NTHU STAT 5230 Lab - Binomial Data: Choice of Link Function

Choice of Link Function (Reading: Faraway (2006, 1st ed.), section 2.7)

Bliss (1935) analyzed some data on the number of insects dying at different levels of insecticide concentration. Let us first read into R the data and take a look of it:

> bliss <- read.table("bliss.txt")
> bliss

dead alive conc

1 2 28 0

2 8 22 1

3 15 15 2

4 23 7 3

5 27 3 4

We now fit the binomial GLM to the data under the three link functions --- logit, probit, and complementary log-log:

> modl <- glm(cbind(dead,alive) ~ conc, family=binomial, data=bliss)
> modp <- glm(cbind(dead,alive) ~ conc, family=binomial(link=probit), data=bliss)
> modc <- glm(cbind(dead,alive) ~ conc, family=binomial(link=cloglog), data=bliss)
　

We start by considering the fitted values of probability p_x:

> fitted(modl) # or use the command "predict(modl,type="response")"

1 2 3 4 5

0.08917177 0.23832314 0.50000000 0.76167686 0.91082823

An alternative way to obtain these values is to use linear predictor, h_x:

> coef(modl)[1]+coef(modl)[2]*bliss$conc

[1] -2.323790e+00 -1.161895e+00 4.440892e-16 1.161895e+00 2.323790e+00

The values of linear predictor can also be obtained from:

> modl$linear.predictors # or use the command "predict(modl)"

1 2 3 4 5

-2.323790e+00 -1.161895e+00 4.440892e-16 1.161895e+00 2.323790e+00

The fitted values of probability are then:

> ilogit(modl$linear.predictors)

1 2 3 4 5

0.08917177 0.23832314 0.50000000 0.76167686 0.91082823

Notice the need to distinguish between predictions in the scale of the response (i.e., p_x) and the link (i.e., h_x).

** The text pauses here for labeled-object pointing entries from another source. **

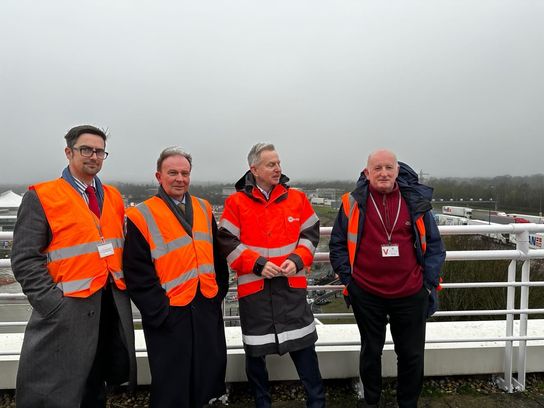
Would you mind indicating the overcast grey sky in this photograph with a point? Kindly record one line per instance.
(456, 88)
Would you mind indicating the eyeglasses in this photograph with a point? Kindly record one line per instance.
(87, 151)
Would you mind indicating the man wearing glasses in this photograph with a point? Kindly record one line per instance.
(67, 252)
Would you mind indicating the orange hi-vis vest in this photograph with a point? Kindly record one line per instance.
(351, 210)
(73, 260)
(181, 261)
(270, 229)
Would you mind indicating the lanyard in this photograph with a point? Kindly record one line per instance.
(387, 233)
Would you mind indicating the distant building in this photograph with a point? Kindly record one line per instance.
(227, 191)
(9, 204)
(330, 193)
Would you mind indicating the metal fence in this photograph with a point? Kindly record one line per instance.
(522, 253)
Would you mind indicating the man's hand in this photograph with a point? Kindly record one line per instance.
(271, 270)
(288, 268)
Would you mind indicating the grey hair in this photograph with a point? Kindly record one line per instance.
(382, 151)
(254, 155)
(173, 151)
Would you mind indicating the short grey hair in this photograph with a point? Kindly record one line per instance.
(254, 155)
(371, 155)
(173, 151)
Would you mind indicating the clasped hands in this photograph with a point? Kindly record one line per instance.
(271, 270)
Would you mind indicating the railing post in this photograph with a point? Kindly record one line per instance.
(522, 244)
(506, 382)
(523, 304)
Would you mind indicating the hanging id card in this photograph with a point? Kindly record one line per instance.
(390, 250)
(105, 250)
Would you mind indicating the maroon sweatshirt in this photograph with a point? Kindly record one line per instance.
(389, 277)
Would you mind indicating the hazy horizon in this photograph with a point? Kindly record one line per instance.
(455, 88)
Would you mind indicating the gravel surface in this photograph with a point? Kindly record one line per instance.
(451, 392)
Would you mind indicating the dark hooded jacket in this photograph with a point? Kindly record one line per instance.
(418, 198)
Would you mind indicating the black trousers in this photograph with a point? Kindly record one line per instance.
(109, 342)
(187, 355)
(407, 318)
(307, 366)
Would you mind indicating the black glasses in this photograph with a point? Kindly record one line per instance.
(86, 151)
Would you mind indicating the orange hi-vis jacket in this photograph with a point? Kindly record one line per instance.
(181, 262)
(351, 210)
(273, 229)
(73, 260)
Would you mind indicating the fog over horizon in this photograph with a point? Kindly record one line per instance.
(455, 88)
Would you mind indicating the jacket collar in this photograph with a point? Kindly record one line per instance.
(248, 185)
(418, 196)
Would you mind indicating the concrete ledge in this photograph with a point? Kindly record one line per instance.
(342, 361)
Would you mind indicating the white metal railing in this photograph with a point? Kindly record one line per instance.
(522, 253)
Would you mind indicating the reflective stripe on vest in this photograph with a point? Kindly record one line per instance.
(351, 209)
(193, 273)
(183, 259)
(306, 243)
(260, 340)
(81, 249)
(72, 256)
(251, 277)
(235, 253)
(162, 248)
(230, 227)
(274, 252)
(309, 222)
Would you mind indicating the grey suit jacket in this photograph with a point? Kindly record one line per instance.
(62, 334)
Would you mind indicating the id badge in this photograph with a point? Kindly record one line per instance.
(390, 250)
(105, 250)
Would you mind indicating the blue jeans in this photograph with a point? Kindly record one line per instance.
(307, 366)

Now, let us compare the logit, probit, and complementary log-log fits:

> cbind(fitted(modl),fitted(modp),fitted(modc))

[,1] [,2] [,3]

1 0.08917177 0.08424186 0.1272700

2 0.23832314 0.24487335 0.2496909

3 0.50000000 0.49827210 0.4545910

4 0.76167686 0.75239612 0.7217655

5 0.91082823 0.91441122 0.9327715

These are not very different, but now look at a wider range -2<concentration<8:

> x <- seq(-2,8,0.2)
> pl <- ilogit(modl$coef[1]+modl$coef[2]*x)
> pp <- pnorm(modp$coef[1]+modp$coef[2]*x)
> pc <- 1-exp(-exp((modc$coef[1]+modc$coef[2]*x)))
> plot(x,pl,type="l",ylab="Probability",xlab="Dose")
> lines(x,pp,lty=3)
> lines(x,pc,lty=5)

In the figure, logit fit is shown by a solid line, probit fit a dotted line, complementary log-log a dashed line. We can see that:

when 0.2 < p_x <0.8, the three lines do not seem very different (both on their differences and on their ratios)
however, when p_x is close to 0 or 1, although their differences are still small, their ratios differ substantially as shown in the following two figures
This is problematic since the concentration in the dataset falls in the range: [0, 4], which indicates it would be difficult to distinguish between these link functions using the data

> matplot(x,cbind(pp/pl,(1-pp)/(1-pl)),type="l",xlab="Dose",ylab="Ratio")

In the figure, the lower tail ratio of probit to logit probabilities (i.e., p_x,probit/p_x,logit) is given by the solid line, the upper tail ratio (i.e., (1-p_x,probit)/(1-p_x,logit)) is given by the dashed line.

> matplot(x,cbind(pc/pl,(1-pc)/(1-pl)),type="l",xlab="Dose",ylab="Ratio")

In the figure, the lower tail ratio of complementary log-log to logit probabilities is given by the solid line, the upper tail ratio is given by the dashed line.